Наверное, это к лучшему. Он приедет, и жизнь вернется в свое русло. Наверное.
В пятницу я подумала: ничего ведь не будет в том, что я пойду в клуб? Может, развлечься захотелось. Хотя втайне, конечно, я была не прочь встретить Митяева и еще с ним поговорить. Если бои проходят в клубе, кто-то из персонала может о них знать. Вполне возможно, там есть свое обслуживание, и кто-то из работающих на дискотеках, может подрабатывать и там.
Чтобы не быть в этот раз бельмом на глазу, я полезла в шкаф. Одежды в повседневной жизни у меня было немного, я носила одно и то же, но когда жила с Лукой, покупала разные шмотки. Ему нравилось, а мне было несложно. Большинство я потом выкинула, но что-то осталось, лежало ворохом в большой спортивной сумке на антресолях.
Я выудила оттуда платье на тонких бретельках, приталенное и с развевающейся юбкой, длиной до середины бедра. Надела и почувствовала себя неуютно, давно я не носила таких откровенных вещей. С косметикой дело обстояло еще хуже. Накрасила ресницы, губы – красной помадой, уложила небрежно волосы. Ладно, ничего, продержусь. В туфли не стала влезать, нацепила легкие ботфорты.

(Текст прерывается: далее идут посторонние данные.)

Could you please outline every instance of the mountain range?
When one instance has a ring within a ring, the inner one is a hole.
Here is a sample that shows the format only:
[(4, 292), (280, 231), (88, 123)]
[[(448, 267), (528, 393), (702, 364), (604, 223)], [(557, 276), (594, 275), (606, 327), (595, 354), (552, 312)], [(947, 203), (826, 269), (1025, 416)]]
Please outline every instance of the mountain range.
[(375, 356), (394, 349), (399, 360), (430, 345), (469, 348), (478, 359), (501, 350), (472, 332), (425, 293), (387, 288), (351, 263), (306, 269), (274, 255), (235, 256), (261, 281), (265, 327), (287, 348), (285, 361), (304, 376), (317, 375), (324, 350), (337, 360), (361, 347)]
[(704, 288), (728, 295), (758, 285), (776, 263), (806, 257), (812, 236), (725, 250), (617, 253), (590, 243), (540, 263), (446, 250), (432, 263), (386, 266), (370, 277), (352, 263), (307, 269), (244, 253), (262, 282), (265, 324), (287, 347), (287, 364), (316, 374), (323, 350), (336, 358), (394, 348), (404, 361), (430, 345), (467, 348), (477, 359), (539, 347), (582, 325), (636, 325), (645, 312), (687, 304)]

Всю дорогу волновалась так, что в пальцах покалывало, напало странное предчувствие, и я даже чуть было не вышла посередине дороги, но в последний момент передумала.
Ловить на себе пошлые мужские взгляды было непривычно, хотелось закрыться, спрятаться. Народу было немного, я пришла рано. Митяев не работал, за стойкой стояла девушка лет двадцати пяти, я не решилась пока вступать с ней в беседу.
Ко мне начали клеиться, потому я скоренько заныкалась в темный угол. Ждала, сама не знаю чего. Прошел час, потом еще сорок минут, грохотала музыка, народ напивался и танцевал, а я наконец поняла: глупая была затея. Стала пробираться на выход, и вот тогда увидела Черепанова. Он вышел из коридора, возле которого стоял охранник. Что-то бросил последнему, а потом заулыбался и подался навстречу подошедшей компании мужчин.
А я словно приросла к месту, пальцы рук стали холодными, сердце почти перестало стучать. Я всерьез подумала, что грохнусь в обморок. Антон методично пожимал руки мужчинам, что-то говоря, потом указал в сторону коридора, вероятно, там были випки. И сам пошел первым. А за ним следом Давид, Жильцов и… тот человек, что убил Кристину.
Надо же, я думала, что самый большой страх в своей жизни уже пережила. Что ничего подобного не может случиться, но вот сейчас стояла, и страх облеплял мое тело так плотно, что я не могла пошевелиться. Где-то в глубине сознания голос орал: беги, беги отсюда как можно дальше, но не хватало сил. На ватных ногах я сделала несколько шагов, прислонилась к стене, глубоко вдохнула и выдохнула, прикрывая глаза. Нужно собраться. Я не могу сейчас раскиснуть, никак не могу.